John Baldessari
[Artist, b. 1931, National City, California, lives in Venice, California.]

 Find the most puzzling kind of art you can think of, and then go out and try to approximate it with your camera. Take a photograph that corresponds to it. (Assignment to students.) 
 What I try to do is reinvigorate strategies and clichés I find in Hollywood movies. At a certain point I had these huge folders, each one classified according to subject matter or genre: people with guns, people kissing, Indians and cowboys falling off horses, getting shot, getting shot with arrows—almost every plot device. Then I cropped the cheap, recycled imagery to give exhausted images new meaning, or at least something other than their original meaning. I’m basically reassembling atoms to give them a meaning that’s more au courant. 

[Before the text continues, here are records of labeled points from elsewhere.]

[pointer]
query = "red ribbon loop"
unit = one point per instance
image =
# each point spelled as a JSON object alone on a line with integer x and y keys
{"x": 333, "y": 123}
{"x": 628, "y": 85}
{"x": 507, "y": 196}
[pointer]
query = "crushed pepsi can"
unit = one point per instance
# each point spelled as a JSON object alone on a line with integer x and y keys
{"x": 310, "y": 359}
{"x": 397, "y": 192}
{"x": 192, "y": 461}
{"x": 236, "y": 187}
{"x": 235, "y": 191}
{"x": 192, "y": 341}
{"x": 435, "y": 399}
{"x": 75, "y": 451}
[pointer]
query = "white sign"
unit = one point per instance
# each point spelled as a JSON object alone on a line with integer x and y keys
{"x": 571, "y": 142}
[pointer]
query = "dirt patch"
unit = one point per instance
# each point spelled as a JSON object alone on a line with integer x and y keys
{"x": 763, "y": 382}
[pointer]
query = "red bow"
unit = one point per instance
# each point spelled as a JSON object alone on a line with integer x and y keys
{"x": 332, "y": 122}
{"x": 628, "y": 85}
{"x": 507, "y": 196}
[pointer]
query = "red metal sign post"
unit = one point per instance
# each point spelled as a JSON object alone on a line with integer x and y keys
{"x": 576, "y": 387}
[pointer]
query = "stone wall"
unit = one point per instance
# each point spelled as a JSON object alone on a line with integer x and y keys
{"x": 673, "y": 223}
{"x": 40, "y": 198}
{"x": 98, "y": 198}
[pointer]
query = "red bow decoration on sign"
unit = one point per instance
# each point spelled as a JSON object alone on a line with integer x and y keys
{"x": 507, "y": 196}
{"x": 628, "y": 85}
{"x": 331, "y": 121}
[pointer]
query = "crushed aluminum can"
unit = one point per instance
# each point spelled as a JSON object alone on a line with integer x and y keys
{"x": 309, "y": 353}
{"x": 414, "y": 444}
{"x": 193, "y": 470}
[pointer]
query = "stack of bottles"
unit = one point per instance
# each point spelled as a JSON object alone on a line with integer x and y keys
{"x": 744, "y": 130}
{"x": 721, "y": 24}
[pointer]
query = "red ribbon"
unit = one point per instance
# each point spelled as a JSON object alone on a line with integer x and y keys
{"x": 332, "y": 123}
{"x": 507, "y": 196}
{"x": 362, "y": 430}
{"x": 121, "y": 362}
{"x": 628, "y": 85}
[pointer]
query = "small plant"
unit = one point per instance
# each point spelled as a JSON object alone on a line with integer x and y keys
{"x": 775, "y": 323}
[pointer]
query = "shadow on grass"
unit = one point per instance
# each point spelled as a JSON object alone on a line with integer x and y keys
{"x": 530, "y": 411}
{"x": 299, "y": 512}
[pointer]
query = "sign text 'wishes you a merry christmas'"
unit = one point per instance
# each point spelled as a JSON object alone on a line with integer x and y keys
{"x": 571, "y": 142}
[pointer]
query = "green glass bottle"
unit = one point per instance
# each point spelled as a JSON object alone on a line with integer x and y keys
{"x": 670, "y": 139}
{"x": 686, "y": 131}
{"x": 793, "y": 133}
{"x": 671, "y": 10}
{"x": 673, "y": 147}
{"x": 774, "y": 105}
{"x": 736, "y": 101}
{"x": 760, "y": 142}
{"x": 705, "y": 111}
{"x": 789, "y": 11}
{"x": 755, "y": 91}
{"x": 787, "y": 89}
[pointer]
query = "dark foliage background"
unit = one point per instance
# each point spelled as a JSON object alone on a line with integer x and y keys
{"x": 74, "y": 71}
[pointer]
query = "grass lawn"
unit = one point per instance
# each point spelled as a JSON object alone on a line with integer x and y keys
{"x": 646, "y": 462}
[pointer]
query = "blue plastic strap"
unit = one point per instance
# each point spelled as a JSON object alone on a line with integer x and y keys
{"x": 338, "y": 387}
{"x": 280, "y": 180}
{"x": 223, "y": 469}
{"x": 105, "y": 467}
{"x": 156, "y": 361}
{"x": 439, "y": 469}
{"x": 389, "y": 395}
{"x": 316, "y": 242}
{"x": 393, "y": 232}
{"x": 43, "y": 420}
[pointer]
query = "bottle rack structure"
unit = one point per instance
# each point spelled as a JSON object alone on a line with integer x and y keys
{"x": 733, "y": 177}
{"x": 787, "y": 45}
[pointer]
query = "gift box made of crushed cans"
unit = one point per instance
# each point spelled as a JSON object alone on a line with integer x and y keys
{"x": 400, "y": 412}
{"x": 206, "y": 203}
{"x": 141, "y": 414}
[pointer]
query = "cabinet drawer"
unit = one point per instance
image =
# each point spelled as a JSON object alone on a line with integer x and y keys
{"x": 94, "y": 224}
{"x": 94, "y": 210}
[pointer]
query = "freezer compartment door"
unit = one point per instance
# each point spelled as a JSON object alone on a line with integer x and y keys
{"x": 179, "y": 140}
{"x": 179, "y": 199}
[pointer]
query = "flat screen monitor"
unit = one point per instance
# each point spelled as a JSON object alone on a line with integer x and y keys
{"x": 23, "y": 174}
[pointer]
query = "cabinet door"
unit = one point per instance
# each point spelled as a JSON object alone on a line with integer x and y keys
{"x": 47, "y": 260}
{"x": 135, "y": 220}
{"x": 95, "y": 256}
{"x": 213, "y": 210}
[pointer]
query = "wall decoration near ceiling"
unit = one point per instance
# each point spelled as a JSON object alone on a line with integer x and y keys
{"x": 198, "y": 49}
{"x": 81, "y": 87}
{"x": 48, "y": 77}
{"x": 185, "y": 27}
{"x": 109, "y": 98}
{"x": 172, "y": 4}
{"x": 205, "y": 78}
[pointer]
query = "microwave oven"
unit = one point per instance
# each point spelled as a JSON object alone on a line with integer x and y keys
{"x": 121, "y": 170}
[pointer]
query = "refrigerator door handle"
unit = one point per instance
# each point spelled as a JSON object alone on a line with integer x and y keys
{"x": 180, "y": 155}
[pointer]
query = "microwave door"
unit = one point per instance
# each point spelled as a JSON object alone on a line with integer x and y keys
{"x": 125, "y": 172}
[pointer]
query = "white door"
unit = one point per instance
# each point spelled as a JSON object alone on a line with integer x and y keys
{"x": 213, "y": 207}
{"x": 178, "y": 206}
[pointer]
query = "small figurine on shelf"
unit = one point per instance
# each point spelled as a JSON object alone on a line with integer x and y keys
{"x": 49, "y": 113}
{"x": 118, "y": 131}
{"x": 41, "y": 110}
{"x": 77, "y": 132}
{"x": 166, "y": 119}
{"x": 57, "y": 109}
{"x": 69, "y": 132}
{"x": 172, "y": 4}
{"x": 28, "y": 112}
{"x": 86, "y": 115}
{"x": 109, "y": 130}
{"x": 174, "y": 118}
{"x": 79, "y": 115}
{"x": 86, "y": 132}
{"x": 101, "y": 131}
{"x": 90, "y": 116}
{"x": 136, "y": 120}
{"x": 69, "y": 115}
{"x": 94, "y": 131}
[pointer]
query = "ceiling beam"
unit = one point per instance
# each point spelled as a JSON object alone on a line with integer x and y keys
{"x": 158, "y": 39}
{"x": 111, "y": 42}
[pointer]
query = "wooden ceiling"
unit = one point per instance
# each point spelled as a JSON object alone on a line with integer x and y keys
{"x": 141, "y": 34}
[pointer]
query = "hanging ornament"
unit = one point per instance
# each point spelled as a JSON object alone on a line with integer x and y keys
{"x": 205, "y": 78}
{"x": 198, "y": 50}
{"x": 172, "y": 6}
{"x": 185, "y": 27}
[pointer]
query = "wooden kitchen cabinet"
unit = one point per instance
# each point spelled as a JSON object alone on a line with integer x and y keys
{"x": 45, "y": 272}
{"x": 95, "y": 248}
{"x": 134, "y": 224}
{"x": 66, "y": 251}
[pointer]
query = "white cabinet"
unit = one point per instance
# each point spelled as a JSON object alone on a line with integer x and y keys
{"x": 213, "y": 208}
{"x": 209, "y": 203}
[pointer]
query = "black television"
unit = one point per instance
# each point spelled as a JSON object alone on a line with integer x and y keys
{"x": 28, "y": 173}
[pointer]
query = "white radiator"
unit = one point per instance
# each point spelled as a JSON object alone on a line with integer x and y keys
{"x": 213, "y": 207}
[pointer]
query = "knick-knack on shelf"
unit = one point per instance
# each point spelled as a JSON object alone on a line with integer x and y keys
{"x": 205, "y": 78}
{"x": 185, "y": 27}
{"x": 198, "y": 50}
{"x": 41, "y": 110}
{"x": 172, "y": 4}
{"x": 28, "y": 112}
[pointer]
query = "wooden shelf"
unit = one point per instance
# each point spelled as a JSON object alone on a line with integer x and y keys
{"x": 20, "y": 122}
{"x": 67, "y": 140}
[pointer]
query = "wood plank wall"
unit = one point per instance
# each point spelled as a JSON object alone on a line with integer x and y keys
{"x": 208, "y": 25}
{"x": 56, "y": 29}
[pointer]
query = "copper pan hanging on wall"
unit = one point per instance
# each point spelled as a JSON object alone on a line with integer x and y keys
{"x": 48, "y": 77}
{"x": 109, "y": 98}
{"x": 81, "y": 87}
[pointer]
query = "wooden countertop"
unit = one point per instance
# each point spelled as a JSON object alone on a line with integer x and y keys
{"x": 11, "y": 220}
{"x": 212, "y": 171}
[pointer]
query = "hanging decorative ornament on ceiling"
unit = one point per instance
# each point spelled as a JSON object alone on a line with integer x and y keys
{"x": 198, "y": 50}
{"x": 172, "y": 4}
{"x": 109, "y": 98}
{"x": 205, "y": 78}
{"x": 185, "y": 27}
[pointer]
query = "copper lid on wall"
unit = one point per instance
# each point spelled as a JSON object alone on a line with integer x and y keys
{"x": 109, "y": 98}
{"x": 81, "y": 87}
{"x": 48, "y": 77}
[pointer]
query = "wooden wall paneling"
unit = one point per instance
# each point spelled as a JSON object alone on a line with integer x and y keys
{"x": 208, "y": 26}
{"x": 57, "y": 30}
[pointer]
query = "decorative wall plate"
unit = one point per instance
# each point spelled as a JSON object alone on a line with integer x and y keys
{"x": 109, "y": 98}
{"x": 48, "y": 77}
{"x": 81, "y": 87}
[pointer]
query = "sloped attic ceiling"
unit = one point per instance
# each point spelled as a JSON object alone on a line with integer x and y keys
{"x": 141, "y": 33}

 The real reason I got deeply interested in photography was my sense of dissatisfaction with what I was seeing. I wanted to break down the rules of photography—the conventions. I discovered I was more of a “thinking” person than a “working” person. Photography allowed me to register my ideas more rapidly than painting them. They grew out of a sense of urgency. If you’re stranded on a desert island and a plane flew over, you wouldn’t write “HELP” in Old English script. 
 I have no particular allegiance to photography, other than it’s quick. 
 I think that if people don’t understand painting, they should be able to understand text or photographs because you get that in books and magazines and so on. 
 I’m not going to temper, I don’t change, don’t want to take the chance of some magic being broken. I like being in my studio, being around all my stuff, magazines, books. This is my existence, this is where I get my power. 
 What got me interested in found imagery was that it was not considered art, but just imagery, and I began dumpster diving in photo shops. 
 One of the things that compels me is I can’t prioritize a word over an image. It’s that constant state of not being able to pick or to say that this is more important than that. They’re both important.